Academically, this research will contribute a Lacanian reading to sacramental theology which will both enrich sacramental theology as well as an understanding of Lacan as an (anti)sacramental philosopher. In addition, this research will add to the nascent appropriation of Slavoj Zizek and Alain Badiou as resources for political theology. Practically, it will help ministers see how the planning and execution of corporate worship does not merely prepare or inform our political awareness (although it certainly should), but is itself a political act, producing a specifically Christian political subjectivity through the liturgical elements of public worship.

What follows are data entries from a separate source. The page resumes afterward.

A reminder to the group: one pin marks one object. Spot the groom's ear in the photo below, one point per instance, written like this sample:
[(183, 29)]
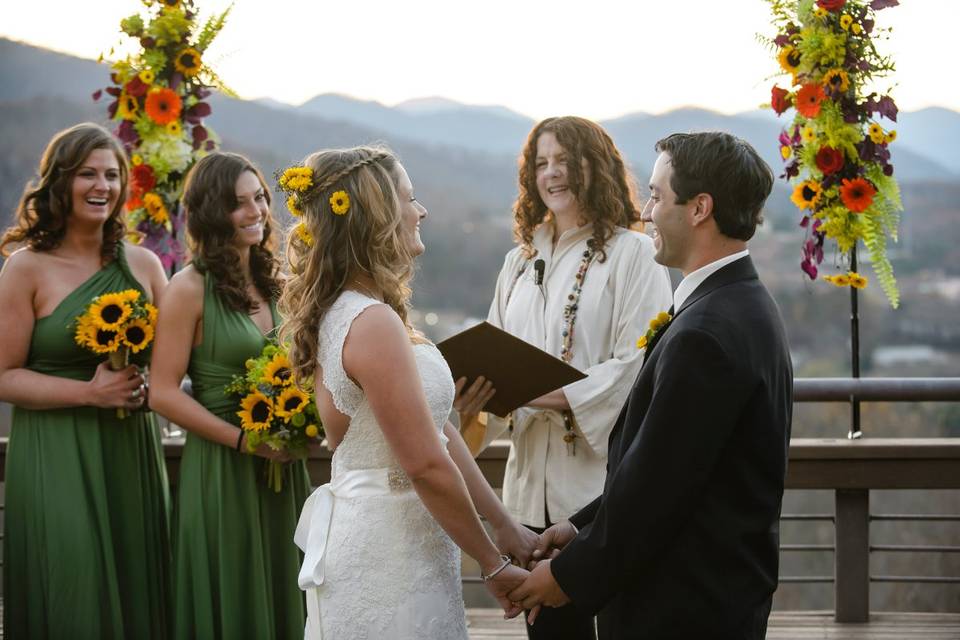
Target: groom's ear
[(703, 208)]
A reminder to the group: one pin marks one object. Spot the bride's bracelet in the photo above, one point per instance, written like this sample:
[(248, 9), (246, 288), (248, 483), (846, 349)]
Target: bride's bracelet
[(493, 574)]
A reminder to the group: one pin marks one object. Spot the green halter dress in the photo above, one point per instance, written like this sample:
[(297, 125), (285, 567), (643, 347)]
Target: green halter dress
[(235, 563), (86, 540)]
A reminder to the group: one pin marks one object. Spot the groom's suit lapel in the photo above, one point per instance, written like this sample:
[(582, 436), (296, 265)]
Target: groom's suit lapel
[(736, 271)]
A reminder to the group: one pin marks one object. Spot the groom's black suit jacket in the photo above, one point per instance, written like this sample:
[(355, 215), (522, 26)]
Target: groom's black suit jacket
[(683, 543)]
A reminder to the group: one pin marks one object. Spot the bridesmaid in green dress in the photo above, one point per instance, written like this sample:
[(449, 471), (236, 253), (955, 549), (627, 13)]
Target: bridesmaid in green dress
[(235, 564), (86, 543)]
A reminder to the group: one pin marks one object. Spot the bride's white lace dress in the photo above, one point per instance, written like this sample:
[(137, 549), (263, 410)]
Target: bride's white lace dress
[(376, 563)]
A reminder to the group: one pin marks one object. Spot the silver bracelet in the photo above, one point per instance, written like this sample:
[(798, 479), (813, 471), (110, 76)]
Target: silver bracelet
[(493, 574)]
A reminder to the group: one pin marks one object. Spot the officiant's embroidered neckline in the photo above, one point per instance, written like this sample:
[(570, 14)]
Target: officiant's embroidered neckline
[(658, 324), (566, 344)]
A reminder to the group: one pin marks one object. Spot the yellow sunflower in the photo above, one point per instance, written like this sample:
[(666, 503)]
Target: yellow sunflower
[(806, 194), (137, 334), (293, 206), (290, 402), (789, 58), (297, 179), (155, 208), (98, 340), (109, 311), (304, 234), (256, 412), (188, 62), (278, 371), (340, 202), (836, 79)]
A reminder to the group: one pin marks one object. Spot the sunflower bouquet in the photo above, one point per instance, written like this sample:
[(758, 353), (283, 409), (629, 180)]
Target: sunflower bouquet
[(116, 324), (274, 411), (159, 103), (835, 150)]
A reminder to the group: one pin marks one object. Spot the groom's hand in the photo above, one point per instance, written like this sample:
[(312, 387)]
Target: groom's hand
[(552, 540), (540, 588)]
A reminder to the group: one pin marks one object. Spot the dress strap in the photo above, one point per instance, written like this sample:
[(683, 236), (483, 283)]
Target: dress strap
[(334, 327)]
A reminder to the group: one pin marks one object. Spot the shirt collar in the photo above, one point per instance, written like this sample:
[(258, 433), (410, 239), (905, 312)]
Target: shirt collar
[(543, 238), (689, 284)]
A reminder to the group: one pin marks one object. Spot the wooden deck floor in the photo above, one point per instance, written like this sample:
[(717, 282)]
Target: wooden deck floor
[(488, 624)]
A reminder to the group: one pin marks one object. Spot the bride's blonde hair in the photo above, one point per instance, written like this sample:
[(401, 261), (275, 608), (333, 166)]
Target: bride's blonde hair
[(330, 248)]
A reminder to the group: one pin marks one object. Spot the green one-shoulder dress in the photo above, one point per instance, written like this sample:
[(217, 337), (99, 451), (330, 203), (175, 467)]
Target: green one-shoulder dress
[(235, 562), (86, 539)]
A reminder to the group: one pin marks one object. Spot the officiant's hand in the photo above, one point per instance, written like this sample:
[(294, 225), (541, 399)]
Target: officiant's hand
[(515, 540), (552, 540), (540, 589), (509, 579), (471, 401)]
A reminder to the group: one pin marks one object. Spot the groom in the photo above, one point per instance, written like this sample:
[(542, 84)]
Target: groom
[(683, 543)]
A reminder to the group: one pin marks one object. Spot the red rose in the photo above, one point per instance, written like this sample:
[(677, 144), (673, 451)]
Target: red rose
[(832, 5), (779, 99), (829, 160), (143, 178)]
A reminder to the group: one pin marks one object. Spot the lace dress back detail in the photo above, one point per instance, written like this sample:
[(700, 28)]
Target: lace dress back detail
[(390, 571)]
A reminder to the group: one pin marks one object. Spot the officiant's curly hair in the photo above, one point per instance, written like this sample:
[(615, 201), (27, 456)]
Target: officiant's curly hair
[(610, 200), (367, 239), (210, 197), (41, 218)]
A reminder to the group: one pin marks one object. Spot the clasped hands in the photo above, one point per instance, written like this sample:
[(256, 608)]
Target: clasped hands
[(517, 589)]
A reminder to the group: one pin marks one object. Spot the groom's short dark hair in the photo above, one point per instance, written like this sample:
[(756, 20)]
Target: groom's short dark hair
[(727, 168)]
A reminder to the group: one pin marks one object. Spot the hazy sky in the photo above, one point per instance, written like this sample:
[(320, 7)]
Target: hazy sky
[(595, 58)]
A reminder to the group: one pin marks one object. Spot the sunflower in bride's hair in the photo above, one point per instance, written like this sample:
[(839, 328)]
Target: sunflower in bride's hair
[(116, 324), (275, 412)]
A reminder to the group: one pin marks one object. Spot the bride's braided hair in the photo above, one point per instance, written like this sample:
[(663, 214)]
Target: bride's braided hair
[(327, 250)]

It is my conviction that within the secular processes, economic and political, of globalization and it fundamentalist (religious and/or ethnic) backlash, the Church must affirm again the politically constitutive nature of its public worship. Only when ministers see how the planning and execution of corporate worship does not merely prepare or inform our political awareness, but is itself a political act, producing a specifically Christian political subjectivity, will it again be able to witness to and embody the peace and reconciliation of the Gospel in Christ.